Toll-like receptor 4 signaling is required for induction of gluconeogenic gene expression by palmitate in human hepatic carcinoma cells

Saturated free fatty acids (FFA) can activate inflammatory cascades including the toll-like receptor 4 (TLR4) pathway. TLR4 is expressed by hepatocytes and may help link FFA to altered hepatic gluconeogenesis in type 2 diabetes mellitus. This study examined the role of TLR4 in mediating palmitate effects on the expression of phosphoenolpyruvate carboxykinase (PCK1) and the catalytic subunit of glucose-6-phosphatase (G6PC), rate-determining gluconeogenic enzymes. Human hepatocellular carcinoma cells (HepG2 and HuH7) were incubated in media including 2% bovine serum albumin and 250 to 1000 μM palmitate for 24 h. Signaling mediated by TLR4 was blocked by a TLR4 decoy peptide or small interfering RNA knockdown of TLR4. Palmitate induced dose-dependent increases in PCK1 and G6PC mRNA abundance, which were prevented by the TLR4 decoy peptide. Palmitate doubled PCK1 promoter activity, and TLR4 knockdown ablated this response.
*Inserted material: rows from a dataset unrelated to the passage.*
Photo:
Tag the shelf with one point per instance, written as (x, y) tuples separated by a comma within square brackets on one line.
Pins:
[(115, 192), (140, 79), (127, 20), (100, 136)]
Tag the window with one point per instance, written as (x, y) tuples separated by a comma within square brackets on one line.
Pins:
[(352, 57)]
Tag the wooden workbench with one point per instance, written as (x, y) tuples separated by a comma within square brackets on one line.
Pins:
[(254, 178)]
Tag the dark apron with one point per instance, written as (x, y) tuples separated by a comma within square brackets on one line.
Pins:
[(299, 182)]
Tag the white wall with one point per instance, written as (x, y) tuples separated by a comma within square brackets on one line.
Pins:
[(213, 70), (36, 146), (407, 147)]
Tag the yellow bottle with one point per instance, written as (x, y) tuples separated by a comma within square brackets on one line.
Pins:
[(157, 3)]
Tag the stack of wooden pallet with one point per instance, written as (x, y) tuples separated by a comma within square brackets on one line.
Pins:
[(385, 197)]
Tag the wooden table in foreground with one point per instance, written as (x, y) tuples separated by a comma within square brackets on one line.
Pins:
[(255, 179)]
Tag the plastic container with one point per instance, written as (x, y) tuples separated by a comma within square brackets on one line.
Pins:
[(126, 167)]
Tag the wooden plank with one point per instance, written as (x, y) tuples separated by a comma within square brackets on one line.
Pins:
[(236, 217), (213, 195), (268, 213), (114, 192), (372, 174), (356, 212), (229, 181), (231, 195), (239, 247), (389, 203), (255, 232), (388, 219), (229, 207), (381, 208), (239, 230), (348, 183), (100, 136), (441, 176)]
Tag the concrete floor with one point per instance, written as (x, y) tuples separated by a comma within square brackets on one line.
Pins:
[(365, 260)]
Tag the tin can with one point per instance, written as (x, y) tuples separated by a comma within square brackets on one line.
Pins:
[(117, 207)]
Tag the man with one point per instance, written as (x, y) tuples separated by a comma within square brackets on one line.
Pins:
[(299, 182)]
Lipopolysaccharide and monophosphoryl lipid A also up-regulated G6PC and PCK1 transcript abundance in a TLR4-dependent manner. Addition of oleate attenuated palmitate-induced increases in G6PC and PCK1 mRNA abundance. Palmitate increased nuclear factor κ-light-chain-enhancer of activated B cells reporter gene activity, which was unaffected by TLR4 blockade, but increased mRNA abundance of hepatocyte-specific cyclic AMP response element binding protein, a transcriptional regulator of PCK1, in a TLR4-dependent manner. Finally, TLR4 activation by palmitate increased subsequent cellular uptake of palmitate, and inhibiting ceramide synthesis ablated palmitate effects on PCK1 mRNA abundance and promoter activity. These results suggest that TLR4 signaling could play a critical role in linking elevated saturated FFA to increased transcription of gluconeogenic genes.